A few days later, Trump forced the firing of a US attorney who resisted, and . About two weeks later, James was also indicted.
But both indictments were based on flimsy evidence — this became a trend, which we’ll talk about next — and the replacement prosecutor was considered illegally appointed. So the cases fell apart.
Except for a more formal indictment against another Trump foe, John Bolton (who had also been investigated by Biden’s Justice Department), no one else has been indicted in the past five and a half months.
But this was not for lack of trying on the part of the Bondi department:
- The DOJ (Department of Justice) has repeatedly failed in its efforts to get grand juries to re-indict Letitia James.
- He also failed to get a grand jury to indict six Democratic members of Congress for their comments encouraging members of the military not to obey illegal orders.
- The DOJ also investigated the third person Trump mentioned in that September post, Adam Schiff.
- An investigation into former CIA director John Brennan has gained momentum recently.
- Trump wrote an executive order demanding investigations into two enemies from his first term, Chris Krebs and Miles Taylor.
- Trump publicly called for an investigation into former President Bill Clinton’s ties to Epstein, something Bondi quickly agreed to.
- And the DOJ investigation into Federal Reserve Chairman Jerome Powell, another figure Trump has frequently attacked, has even many Republicans publicly crying out against it.
This last point is revealing.
At a hearing last week, a Justice Department lawyer was forced to make a remarkable admission: the department had no real evidence of criminality against Jerome Powell.
The known evidence in most other cases is similarly incredibly weak.
But Bondi and his department still tried, repeatedly, because Trump demanded it.
This was always something that would end up making her look bad. While Trump gains great political advantage by launching ill-founded conspiracy theories against his enemies, this does not work in a court of law.

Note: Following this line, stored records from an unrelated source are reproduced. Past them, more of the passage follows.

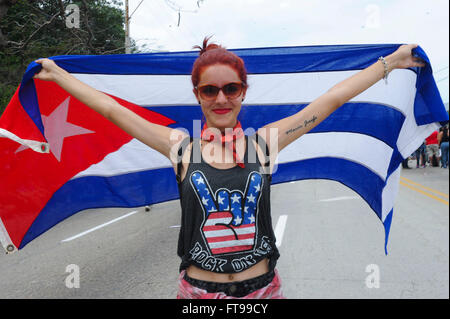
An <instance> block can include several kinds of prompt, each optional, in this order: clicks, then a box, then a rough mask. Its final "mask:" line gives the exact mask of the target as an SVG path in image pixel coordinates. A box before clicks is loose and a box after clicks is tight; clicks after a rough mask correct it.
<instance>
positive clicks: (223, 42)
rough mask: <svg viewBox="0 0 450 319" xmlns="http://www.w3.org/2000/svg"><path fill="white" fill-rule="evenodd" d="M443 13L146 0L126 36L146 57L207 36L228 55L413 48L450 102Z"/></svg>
mask: <svg viewBox="0 0 450 319" xmlns="http://www.w3.org/2000/svg"><path fill="white" fill-rule="evenodd" d="M141 1H142V0H129V13H130V14H132V13H133V11H134V10H135V9H136V8H137V7H138V5H139V4H140V3H141ZM124 2H125V1H124ZM197 3H198V5H197ZM178 10H180V19H179V14H178ZM448 12H449V1H448V0H427V1H423V0H420V1H419V0H372V1H370V0H203V1H201V0H200V1H197V0H143V1H142V3H141V4H140V6H139V7H138V8H137V10H136V11H135V12H134V14H133V15H132V18H131V20H130V21H131V24H130V36H131V37H132V38H133V39H135V40H136V41H137V45H138V46H140V47H142V46H143V45H144V44H147V51H150V49H151V50H166V51H189V50H192V46H194V45H199V44H201V42H202V40H203V38H204V37H205V36H207V35H213V38H212V40H213V41H215V42H217V43H219V44H222V45H224V46H225V47H227V48H229V49H237V48H250V47H270V46H297V45H323V44H367V43H399V44H400V43H418V44H419V45H420V46H421V47H422V48H423V49H424V50H425V52H426V53H427V55H428V57H429V58H430V60H431V63H432V67H433V70H434V73H435V75H434V76H435V79H436V81H437V82H438V83H437V84H438V87H439V90H440V92H441V96H442V98H443V100H444V102H448V100H449V88H448V87H449V79H448V75H449V69H448V67H449V40H448V38H449V13H448Z"/></svg>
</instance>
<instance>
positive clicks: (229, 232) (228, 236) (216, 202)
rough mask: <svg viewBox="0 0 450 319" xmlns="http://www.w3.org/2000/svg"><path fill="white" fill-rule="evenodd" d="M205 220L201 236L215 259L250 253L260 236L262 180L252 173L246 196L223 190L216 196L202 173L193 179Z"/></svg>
mask: <svg viewBox="0 0 450 319" xmlns="http://www.w3.org/2000/svg"><path fill="white" fill-rule="evenodd" d="M190 180H191V185H192V187H193V188H194V191H195V193H196V194H197V199H198V200H199V202H200V205H201V207H202V209H203V213H204V216H205V219H204V222H203V224H202V228H201V232H202V234H203V237H204V239H205V241H206V245H207V247H208V248H209V250H210V251H211V254H212V255H221V254H227V253H237V252H244V251H250V250H252V249H253V248H254V245H255V237H256V234H257V214H258V202H259V198H260V196H261V189H262V186H263V180H262V176H261V174H260V173H258V172H251V173H250V174H249V176H248V180H247V185H246V187H245V191H244V193H242V191H240V190H231V191H230V190H228V189H226V188H220V189H218V190H217V191H216V193H215V194H213V192H212V190H211V187H210V186H209V183H208V180H207V179H206V177H205V176H204V174H203V173H202V172H201V171H195V172H193V173H192V174H191V177H190Z"/></svg>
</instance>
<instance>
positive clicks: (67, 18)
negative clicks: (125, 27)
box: [0, 0, 138, 114]
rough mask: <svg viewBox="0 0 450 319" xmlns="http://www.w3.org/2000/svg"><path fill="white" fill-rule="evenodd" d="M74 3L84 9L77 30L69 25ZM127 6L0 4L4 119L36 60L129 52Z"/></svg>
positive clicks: (78, 2)
mask: <svg viewBox="0 0 450 319" xmlns="http://www.w3.org/2000/svg"><path fill="white" fill-rule="evenodd" d="M70 4H74V5H76V6H77V7H78V8H79V26H78V27H77V26H76V27H68V26H67V24H66V22H67V21H68V20H69V21H74V20H71V17H73V14H74V11H72V10H66V9H67V8H68V5H70ZM122 7H123V4H122V2H121V1H118V0H109V1H108V0H92V1H87V0H79V1H77V0H73V1H68V0H67V1H65V0H36V1H33V0H0V114H1V113H3V111H4V108H5V107H6V105H7V104H8V102H9V101H10V99H11V97H12V95H13V94H14V92H15V90H16V89H17V87H18V86H19V84H20V81H21V79H22V75H23V74H24V72H25V70H26V68H27V66H28V64H29V63H30V62H32V61H33V60H36V59H38V58H41V57H50V56H55V55H67V54H95V55H99V54H121V53H125V48H124V39H125V31H124V10H122V9H121V8H122ZM69 8H70V7H69ZM69 26H71V25H70V24H69ZM72 26H73V24H72ZM133 43H134V42H133V41H132V45H133ZM133 48H134V46H133ZM132 52H138V51H137V49H133V50H132Z"/></svg>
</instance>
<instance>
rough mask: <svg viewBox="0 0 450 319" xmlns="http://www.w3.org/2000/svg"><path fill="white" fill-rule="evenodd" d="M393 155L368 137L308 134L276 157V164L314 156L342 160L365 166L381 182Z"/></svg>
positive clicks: (303, 136)
mask: <svg viewBox="0 0 450 319" xmlns="http://www.w3.org/2000/svg"><path fill="white" fill-rule="evenodd" d="M392 152H393V150H392V148H391V147H389V145H387V144H385V143H384V142H382V141H380V140H378V139H376V138H373V137H371V136H368V135H363V134H356V133H346V132H330V133H310V134H305V135H303V136H302V137H300V138H299V139H297V140H296V141H294V142H293V143H291V144H289V145H288V146H287V147H286V148H285V149H283V151H281V152H280V154H279V156H278V164H281V163H287V162H293V161H299V160H305V159H312V158H317V157H336V158H343V159H347V160H349V161H352V162H356V163H359V164H361V165H364V166H366V167H367V168H369V169H371V170H372V171H373V172H375V173H376V174H378V175H379V176H380V177H381V178H382V179H383V180H384V179H385V178H386V175H387V170H388V168H389V161H390V158H391V156H392ZM380 159H383V160H380Z"/></svg>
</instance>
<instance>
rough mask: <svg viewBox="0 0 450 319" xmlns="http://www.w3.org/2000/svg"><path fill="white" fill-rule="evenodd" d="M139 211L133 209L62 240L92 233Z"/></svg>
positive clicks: (64, 241)
mask: <svg viewBox="0 0 450 319" xmlns="http://www.w3.org/2000/svg"><path fill="white" fill-rule="evenodd" d="M137 212H138V211H137V210H136V211H133V212H131V213H128V214H126V215H123V216H120V217H118V218H115V219H113V220H111V221H109V222H107V223H104V224H101V225H98V226H95V227H94V228H91V229H88V230H86V231H84V232H82V233H79V234H78V235H75V236H72V237H69V238H66V239H64V240H61V242H67V241H71V240H74V239H76V238H79V237H81V236H84V235H86V234H89V233H91V232H93V231H95V230H97V229H100V228H103V227H105V226H108V225H110V224H112V223H115V222H117V221H119V220H121V219H124V218H127V217H129V216H131V215H134V214H136V213H137Z"/></svg>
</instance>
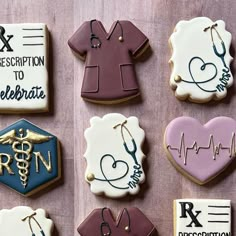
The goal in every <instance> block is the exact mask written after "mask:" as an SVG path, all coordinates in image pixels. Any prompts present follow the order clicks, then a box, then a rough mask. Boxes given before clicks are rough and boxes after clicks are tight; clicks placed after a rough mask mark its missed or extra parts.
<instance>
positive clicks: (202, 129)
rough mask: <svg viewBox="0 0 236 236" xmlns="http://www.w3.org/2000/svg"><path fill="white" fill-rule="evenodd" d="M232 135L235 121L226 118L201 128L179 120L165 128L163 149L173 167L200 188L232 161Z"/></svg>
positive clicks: (190, 120) (218, 172)
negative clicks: (179, 167) (182, 170)
mask: <svg viewBox="0 0 236 236" xmlns="http://www.w3.org/2000/svg"><path fill="white" fill-rule="evenodd" d="M235 135H236V121H235V120H233V119H231V118H229V117H217V118H214V119H212V120H210V121H209V122H208V123H206V124H205V125H202V124H200V123H199V121H197V120H196V119H194V118H191V117H179V118H176V119H174V120H173V121H171V122H170V123H169V125H168V126H167V128H166V133H165V145H166V148H167V150H168V152H169V153H170V155H171V157H172V160H173V161H174V162H175V164H177V166H179V167H180V168H181V169H182V170H183V171H184V172H186V173H187V174H188V175H191V176H192V177H193V178H194V179H195V180H197V181H198V182H200V183H202V184H203V183H206V182H208V181H209V180H211V179H212V178H213V177H214V176H216V175H217V174H219V173H220V172H221V171H222V170H224V168H225V167H226V166H227V165H229V164H230V162H231V161H232V160H233V159H234V155H235V151H236V148H235ZM181 144H182V145H181Z"/></svg>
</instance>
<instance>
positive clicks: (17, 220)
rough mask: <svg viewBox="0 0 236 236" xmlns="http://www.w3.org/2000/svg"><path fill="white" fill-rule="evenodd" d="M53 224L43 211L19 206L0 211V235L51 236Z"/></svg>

If anything, the whole process ended up turning against the administration. Yes, it caused expensive headaches for the targets, but it also made it abundantly clear that there is no equivalence between what Trump was accused of and what he accuses his opponents of doing.
Perhaps it was simply impossible for Bondi to dissuade Trump. But the cases have proved disastrous for Bondi and his department, almost without exception. And apparently they didn’t make Trump happy either.
And, similar to the Epstein files, Bondi’s legacy at the DOJ will include the greatest breakdown of the barrier between the president’s personal politics and the department’s business since at least Watergate.
Whoever succeeds her will inherit this same tension between pleasing Trump and doing what is ethical and viable. Maybe Trump will find someone more adept at navigating this.
But if the past is any prologue, it will be difficult for anyone to solve this enigma.